十角館の殺人 ― コミカライズに感謝 ―

   ミステリにもいろいろあって、「映像化不能作品」というのがあります。

   物語の中で、犯人や社会状況がミステリ、「なんでこうなるの!」っていう事件を作り上げてしまうのではなく、お話の語り手がいろいろ工夫をしていて、あり得ない状況を作り上げていたというお話。たとえば主にに動いて謎を解き明かして行く立場だったひとが実の犯人だったり、男性だと思われていた人物が女性で犯人だったり。

   これって、小説だからできるんであって、映画や漫画では読者には絵として情報が提供されるから騙されないでしょう! って。

   「十角館の殺人」綾辻行人作画清原紘は、ごめん、そういう作品です。

   大学の推理サークル、どんだけ痛い人々かって、有名なミステリ作家の名前をサークル内のあだ名として名乗って、それで普段も呼びかけているようなガクセイ! その作家のファンで自ら名乗っているのか、作家のキャラクターや作風に本人が通じるところがあるのか、作中描かれたかな、覚えてない。

   そういう痛い学生たちが、近年4重殺人事件があったといういわくつきの孤島のコテージに出かけていこうという企画。その留守に、その痛いメンバーとはとある事情で袂を分かった状態(?)の学生たちに怪文書が届いて、離脱組もなんだか事情を調べに動き出してしまう……。いったいやつらは何をやらかしたのか。島に出かけた連中も、「第一の被害者」「第二の被害者」なんてプレートを見せつけられて、自分たちが余裕こいて創作物のミステリをああだこうだ論じる立場から、被害者や被疑者にされるご身分になったことを暗示される。……大丈夫?

   そして惨劇の幕は開いた!

   痛い学生たちは醜い内輪もめの末……!?

   これ、原作読んでるときは、明らかに名探偵ぽい名前の離脱組がいろいろ本土で過去の事件のしがらみを調べてる間にどんどん離島組が殺されて行って、ハラハラドキドキしましたけど!

   ただ、わたしはそのころはあんまりミステリ読んでなかったからシマダキヨシって名前がピンときませんでしたけど。ミタライキヨシって名探偵がいるんですって。島田荘司って作家さんのシリーズで。そういうギリギリ、マニアにアピールする仕掛けがしてあったみたいで。

   もうひとつの仕掛けは解った。江南とかいてかわみなみくんと守須くんが離脱組で、潔探偵が「コナン君」って呼びかけると「その名では呼ばないでください」むっちゃ嫌がるけど、かわみなみくん自体は守須くんには「ドイル」って呼ばれてる。ああ、じゃあ、守須くんは名探偵コナンみたいにルパンの作者でペアなのねって、と、思うじゃん!

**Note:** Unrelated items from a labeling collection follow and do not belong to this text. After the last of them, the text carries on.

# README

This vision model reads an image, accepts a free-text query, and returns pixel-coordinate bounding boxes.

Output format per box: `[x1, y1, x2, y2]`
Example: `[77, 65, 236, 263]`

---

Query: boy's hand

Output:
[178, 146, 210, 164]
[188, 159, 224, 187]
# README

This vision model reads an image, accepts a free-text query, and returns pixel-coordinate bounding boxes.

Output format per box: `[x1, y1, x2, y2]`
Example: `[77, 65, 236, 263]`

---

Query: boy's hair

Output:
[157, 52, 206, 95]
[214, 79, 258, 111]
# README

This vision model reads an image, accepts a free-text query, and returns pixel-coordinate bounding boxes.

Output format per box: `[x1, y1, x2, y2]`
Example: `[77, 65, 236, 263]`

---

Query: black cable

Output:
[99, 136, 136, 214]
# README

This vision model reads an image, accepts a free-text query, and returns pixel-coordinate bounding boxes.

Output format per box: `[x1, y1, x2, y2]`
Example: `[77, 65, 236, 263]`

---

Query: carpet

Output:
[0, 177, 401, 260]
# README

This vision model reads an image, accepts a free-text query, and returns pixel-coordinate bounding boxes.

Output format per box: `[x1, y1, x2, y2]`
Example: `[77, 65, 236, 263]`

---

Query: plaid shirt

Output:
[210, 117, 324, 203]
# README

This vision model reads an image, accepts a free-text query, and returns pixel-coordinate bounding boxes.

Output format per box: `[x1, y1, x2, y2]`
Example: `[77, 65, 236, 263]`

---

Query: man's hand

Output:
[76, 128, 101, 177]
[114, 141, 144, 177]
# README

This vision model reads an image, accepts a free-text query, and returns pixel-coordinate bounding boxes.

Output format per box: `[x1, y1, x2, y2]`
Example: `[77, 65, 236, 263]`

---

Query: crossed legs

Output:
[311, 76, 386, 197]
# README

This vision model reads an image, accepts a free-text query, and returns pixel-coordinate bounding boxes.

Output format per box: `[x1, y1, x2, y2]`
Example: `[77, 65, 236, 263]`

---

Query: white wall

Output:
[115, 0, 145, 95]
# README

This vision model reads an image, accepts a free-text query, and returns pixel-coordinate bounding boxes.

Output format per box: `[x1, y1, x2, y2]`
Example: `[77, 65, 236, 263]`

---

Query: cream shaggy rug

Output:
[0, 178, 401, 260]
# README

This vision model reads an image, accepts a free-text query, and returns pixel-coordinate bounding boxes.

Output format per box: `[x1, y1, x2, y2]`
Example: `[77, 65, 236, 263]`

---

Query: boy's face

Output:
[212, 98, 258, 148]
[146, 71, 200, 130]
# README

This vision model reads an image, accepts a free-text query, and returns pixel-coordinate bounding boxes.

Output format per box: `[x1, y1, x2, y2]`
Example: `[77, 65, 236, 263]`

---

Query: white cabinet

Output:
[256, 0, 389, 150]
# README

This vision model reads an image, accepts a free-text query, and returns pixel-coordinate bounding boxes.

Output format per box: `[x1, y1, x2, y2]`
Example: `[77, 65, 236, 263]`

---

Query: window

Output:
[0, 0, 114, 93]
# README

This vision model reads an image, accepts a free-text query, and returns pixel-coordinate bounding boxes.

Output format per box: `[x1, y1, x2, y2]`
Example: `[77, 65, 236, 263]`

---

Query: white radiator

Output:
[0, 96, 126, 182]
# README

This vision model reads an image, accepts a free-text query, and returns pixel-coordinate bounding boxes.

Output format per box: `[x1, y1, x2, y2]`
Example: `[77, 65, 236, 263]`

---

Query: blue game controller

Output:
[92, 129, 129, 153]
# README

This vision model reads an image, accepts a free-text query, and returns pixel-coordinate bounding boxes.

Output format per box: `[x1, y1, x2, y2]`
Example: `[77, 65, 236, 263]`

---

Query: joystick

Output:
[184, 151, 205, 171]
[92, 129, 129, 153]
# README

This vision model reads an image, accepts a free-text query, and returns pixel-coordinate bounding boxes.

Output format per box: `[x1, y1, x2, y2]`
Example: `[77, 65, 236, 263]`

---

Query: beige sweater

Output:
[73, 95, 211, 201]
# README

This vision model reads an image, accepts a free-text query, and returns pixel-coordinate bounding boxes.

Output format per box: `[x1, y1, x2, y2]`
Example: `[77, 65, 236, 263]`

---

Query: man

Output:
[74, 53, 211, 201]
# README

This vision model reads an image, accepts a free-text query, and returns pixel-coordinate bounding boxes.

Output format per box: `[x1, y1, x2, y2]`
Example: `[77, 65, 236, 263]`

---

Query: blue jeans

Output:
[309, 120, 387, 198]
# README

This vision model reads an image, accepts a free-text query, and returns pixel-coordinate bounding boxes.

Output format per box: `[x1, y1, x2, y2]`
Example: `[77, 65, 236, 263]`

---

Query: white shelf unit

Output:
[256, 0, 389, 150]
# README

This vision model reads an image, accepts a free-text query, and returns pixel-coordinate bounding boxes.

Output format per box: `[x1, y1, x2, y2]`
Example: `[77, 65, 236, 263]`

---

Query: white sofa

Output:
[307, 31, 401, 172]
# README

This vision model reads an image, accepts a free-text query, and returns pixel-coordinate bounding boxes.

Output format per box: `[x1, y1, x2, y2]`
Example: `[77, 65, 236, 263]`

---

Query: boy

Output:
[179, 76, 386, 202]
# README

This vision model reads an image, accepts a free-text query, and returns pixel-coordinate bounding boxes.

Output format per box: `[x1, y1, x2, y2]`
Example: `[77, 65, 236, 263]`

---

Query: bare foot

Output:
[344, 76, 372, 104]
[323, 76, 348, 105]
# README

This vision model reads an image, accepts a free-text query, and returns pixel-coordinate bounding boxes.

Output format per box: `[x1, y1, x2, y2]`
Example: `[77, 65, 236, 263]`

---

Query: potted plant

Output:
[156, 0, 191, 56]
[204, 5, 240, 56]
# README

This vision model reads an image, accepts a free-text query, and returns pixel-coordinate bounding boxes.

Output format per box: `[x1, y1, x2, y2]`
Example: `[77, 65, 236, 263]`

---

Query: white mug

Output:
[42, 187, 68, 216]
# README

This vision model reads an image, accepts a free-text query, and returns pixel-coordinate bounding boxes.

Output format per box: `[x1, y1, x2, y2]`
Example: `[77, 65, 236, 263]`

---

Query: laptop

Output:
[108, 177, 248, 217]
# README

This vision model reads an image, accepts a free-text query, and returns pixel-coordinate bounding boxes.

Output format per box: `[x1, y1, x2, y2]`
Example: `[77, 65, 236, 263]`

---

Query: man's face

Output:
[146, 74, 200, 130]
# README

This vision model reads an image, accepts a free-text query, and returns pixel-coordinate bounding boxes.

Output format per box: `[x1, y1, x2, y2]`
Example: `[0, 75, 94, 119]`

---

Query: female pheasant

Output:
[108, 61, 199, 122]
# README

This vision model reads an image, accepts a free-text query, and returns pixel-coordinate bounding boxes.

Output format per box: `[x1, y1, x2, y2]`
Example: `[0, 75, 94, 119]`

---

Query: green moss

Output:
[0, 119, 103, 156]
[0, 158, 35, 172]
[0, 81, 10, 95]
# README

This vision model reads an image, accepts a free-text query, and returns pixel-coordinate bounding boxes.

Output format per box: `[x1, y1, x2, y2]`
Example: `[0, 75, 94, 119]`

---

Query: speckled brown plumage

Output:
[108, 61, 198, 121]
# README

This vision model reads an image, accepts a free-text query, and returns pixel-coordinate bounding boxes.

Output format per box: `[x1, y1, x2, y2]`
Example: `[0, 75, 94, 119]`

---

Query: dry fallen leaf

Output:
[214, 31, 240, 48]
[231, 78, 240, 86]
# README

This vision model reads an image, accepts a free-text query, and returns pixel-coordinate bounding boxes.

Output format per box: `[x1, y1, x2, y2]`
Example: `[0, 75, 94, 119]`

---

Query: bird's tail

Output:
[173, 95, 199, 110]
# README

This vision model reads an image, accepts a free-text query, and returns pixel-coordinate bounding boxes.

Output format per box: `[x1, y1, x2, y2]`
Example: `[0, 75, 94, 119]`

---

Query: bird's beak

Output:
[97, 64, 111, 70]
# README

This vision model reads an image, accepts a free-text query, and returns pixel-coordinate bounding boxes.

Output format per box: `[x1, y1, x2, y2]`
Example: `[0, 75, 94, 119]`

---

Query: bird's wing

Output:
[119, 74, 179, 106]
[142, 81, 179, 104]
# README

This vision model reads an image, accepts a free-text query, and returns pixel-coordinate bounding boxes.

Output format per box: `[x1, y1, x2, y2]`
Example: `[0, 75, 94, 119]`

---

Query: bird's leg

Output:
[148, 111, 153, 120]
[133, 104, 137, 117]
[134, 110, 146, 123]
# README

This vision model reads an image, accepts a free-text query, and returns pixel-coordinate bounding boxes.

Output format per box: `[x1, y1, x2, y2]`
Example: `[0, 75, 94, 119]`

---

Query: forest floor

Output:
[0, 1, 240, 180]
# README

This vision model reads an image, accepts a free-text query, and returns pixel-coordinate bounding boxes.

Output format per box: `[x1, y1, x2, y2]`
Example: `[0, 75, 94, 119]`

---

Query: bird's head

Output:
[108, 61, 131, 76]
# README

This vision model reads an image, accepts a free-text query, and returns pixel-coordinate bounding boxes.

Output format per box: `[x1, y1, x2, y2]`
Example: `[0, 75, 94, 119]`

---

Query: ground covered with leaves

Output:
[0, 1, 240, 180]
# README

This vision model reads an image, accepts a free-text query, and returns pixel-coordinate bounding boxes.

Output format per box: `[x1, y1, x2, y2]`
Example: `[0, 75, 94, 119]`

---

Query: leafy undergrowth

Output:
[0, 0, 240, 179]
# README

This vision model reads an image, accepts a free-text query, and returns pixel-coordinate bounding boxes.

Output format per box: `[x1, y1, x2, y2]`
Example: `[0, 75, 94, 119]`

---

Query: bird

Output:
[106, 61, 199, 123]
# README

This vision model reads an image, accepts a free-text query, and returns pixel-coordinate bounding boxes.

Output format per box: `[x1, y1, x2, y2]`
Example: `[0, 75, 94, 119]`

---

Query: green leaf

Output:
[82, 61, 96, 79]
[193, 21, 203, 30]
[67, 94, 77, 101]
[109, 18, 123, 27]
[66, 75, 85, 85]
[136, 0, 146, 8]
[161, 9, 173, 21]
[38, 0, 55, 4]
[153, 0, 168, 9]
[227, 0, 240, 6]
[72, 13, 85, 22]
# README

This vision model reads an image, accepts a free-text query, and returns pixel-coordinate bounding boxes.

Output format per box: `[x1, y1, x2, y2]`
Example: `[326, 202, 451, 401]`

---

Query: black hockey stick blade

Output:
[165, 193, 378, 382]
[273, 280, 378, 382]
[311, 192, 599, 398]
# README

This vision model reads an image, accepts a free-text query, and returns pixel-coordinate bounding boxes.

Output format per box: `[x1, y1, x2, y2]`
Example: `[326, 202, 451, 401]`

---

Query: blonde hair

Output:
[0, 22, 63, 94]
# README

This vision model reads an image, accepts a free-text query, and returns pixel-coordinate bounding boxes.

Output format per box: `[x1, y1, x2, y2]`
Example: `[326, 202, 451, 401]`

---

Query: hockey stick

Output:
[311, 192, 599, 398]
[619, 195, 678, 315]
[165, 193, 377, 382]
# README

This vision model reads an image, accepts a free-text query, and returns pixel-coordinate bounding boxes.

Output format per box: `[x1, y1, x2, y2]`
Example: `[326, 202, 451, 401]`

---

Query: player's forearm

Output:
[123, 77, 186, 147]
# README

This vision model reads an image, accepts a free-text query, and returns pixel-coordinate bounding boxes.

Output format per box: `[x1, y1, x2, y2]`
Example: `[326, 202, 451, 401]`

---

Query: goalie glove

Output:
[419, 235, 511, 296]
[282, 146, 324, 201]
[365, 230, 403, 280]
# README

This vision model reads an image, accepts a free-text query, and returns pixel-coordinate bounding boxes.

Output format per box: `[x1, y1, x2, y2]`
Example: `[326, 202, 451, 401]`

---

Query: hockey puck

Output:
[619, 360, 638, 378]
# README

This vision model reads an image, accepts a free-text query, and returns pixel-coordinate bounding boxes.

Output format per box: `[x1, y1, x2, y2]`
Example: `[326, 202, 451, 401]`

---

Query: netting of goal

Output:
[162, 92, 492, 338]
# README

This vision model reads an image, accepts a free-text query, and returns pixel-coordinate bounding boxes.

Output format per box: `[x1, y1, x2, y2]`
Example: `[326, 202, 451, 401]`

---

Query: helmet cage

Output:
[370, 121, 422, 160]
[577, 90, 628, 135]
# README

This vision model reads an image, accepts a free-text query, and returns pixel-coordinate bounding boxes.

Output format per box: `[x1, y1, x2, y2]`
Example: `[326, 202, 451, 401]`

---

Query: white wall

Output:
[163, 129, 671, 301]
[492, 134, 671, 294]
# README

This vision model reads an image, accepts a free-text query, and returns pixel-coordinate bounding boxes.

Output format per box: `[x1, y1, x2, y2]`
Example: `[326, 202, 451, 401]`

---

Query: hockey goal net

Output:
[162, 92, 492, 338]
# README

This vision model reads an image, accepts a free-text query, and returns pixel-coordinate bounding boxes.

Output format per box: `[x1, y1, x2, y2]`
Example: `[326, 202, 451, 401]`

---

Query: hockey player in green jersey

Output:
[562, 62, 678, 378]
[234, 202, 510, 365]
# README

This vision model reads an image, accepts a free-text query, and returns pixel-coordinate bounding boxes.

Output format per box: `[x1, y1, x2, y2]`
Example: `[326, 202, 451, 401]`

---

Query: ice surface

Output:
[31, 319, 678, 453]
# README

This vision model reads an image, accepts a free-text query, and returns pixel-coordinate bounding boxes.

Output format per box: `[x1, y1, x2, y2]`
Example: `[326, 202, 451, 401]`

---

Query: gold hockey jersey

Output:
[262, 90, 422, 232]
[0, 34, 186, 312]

   かわみなみくんはそういう痛いノリがいやで離脱したのかというと……。

   ちょっと前、サークルではメンバー女子が死んじゃうという痛々しい事故があったのでした。

   じゃあ、怪文書どおり、逆恨みの責任追及で亡くなった千織ちゃんの父親が地獄から舞い戻って連続殺人をやってるの???

   とりあえず島のどろどろが片付いたあとで、潔探偵は聞きます。その答えが、さらっとすべての答えになっている。今までの前提が全部ひっくり返って、あ、そっかーとなる。

   だから、「一文ですべてがひっくり返る」ミステリの金字塔とされているんですが。

   いや、無理でしょ。

   絵にしたら一目瞭然じゃん。

   ところが、やってくれました。コミカライズに当たって、いきなりかわみなみくんがきゃわいいおんにゃのこになっていて、未読組を混乱させています。いや、読んだのうん年前組も。そして現れる犯人も。

   美しい。

   存在感ある。

   こいつ、いや、このお方ならあれだけの大犯罪やっても許せる。いや許せないけど。

   そして、ここをこうやればあのネックはかわせるなーとか思えるスタイルで。ま、メタなことをいえば絵師さんの書き分けがあれで似たような美形が被っちゃったぐらいでスルーできそう。

   未読の方はここまで語っといて申し訳ないけど、今からでも読んでください。大丈夫。そして、伝説の一文であなたも叫んでください。

   たぶん、そこであれをああして見得を切るんだろうなーと今からそのシーンを思い描いて待っています。

   あまりの大トリックに、当時、登場人物が類型的で血が通っていない云々重箱の隅ポイントとして突かれたあのミステリ研のメンバーをそれぞれ個性豊かに立ち上げた絵師さんの力量を尊敬。スピンオフで、このミステリ研の日常を見てみたいとまでネットで言われてました。それくらい、ちゃんと血が通ってみえました! 誰と誰とが幼馴染で目を配ってるとか、ライヴァル心を抱いているとか、細かくて好ましかったですけどね。

   あと、ネットとかPCとかは現代に時代を移して配慮してしてましたが、原作はなにせ昭和から平成入ったころですので、男子学生さんは多くが煙草をふかしていたのが印象的。原作ではそれぞれの煙草の銘柄まで決めてあったそうで、読者の細かい人はそこをチェックしていたそうです。この辺はどう描かれるのかな。潔探偵が一日いっぽんを首から提げていたのはわたしも覚えてたけど。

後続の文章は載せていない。